Ce qui ne laisse de fasciner (mais apparemment qui ne fascine que moi) : que jusqu'à la création de ce machin, l'Union européenne, en 1992 les nationalismes en Europe étaient, par toute l'élite européenne, cotés
plus plus plus, et jusqu'à celui de l'IRA en Irlande du Nord, ils étaient parés à leurs yeux de toutes les vertus : ils faisaient trembler le Goliath russe en Hongrie, à Prague, à Gandz en Pologne, le perfide empire britannique en Irlande, à Chypre et ailleurs, en Algérie, ils faisaient s'effondrer l'empire français honni de tout le Faubourg-Saint-Germain, Montparnasse et la Montagne Ste-Geneviève. L'élite pensante de l'Europe était partout pro-peuple et pro-nations, pro-émancipation des peuples dans et par leur nation dressée contre les Empires et les Grandes puissances. Ce que faisait Cuba était
le Bien parce que Castro faisait trembler l'empire Américain, comme était
le Bien ce que faisaient les Afghans contre les Russes, etc.
Or voilà que l'Empire Mol officiellement fondé, cette mythologie, ce culte aux nationalismes émancipateurs contre les empires, est devenu, en Europe tout particulièrement, le Mal absolu, il est méprisable, il est facho, arriéré, stupide, il est "sulfureux" et il est partout jugé intellectuellement crasse de s'en revendiquer, bref,
il fait honte au genre humain.
Le paradigme a basculé : alors que les eurosceptiques polonais, tchèques ou hongrois sont les mêmes nationalistes, parfois les mêmes acteurs historiques (p. ex. Lech Walesa) qui s'étaient dressés, pour certains les armes à la main, contre l'Empire russo-soviétique et ses valets, voilà tout à coup ces braves, ces vénérables être devenus des croquemitaines, des plus-qu'à-demi-fachos, des dinosaures, des cul-terreux de la politique, des ennemis du genre humain.

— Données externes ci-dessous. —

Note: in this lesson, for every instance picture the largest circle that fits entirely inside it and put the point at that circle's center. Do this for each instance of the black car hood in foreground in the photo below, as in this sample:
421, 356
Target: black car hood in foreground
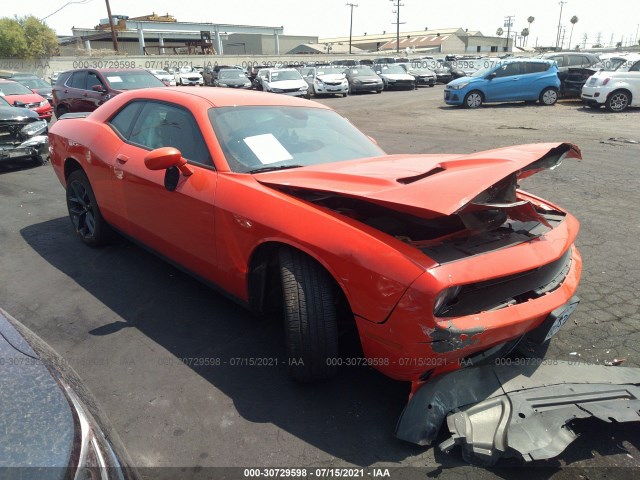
50, 422
496, 411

Le paradigme a basculé parce que l'Empire a déménagé : il est désormais chez nous,
il est nous, il s'incarne dans nos institutions supranationales et les mêmes valeureux qui en Pologne, et dans d'autres pays de l'Est, avaient mérité notre soutien engoué à leur cause anti-impérialiste dans les années 70 et 80, et qui depuis cette époque n'ont changé en rien leurs systèmes de valeur, leurs convictions nationalistes profondes, alors qu'ils sont restés sur ce plan immuables, se trouvent tout à coup du mauvais côté de la barrière qui sépare le Bien du Mal et se prennent à sentir mauvais, le rance, le pas-cool, le pas-présentable ; disons le mot sale par excellence : ils sont devenus des
populistes, et certains sont même cathos ! rendez-vous compte !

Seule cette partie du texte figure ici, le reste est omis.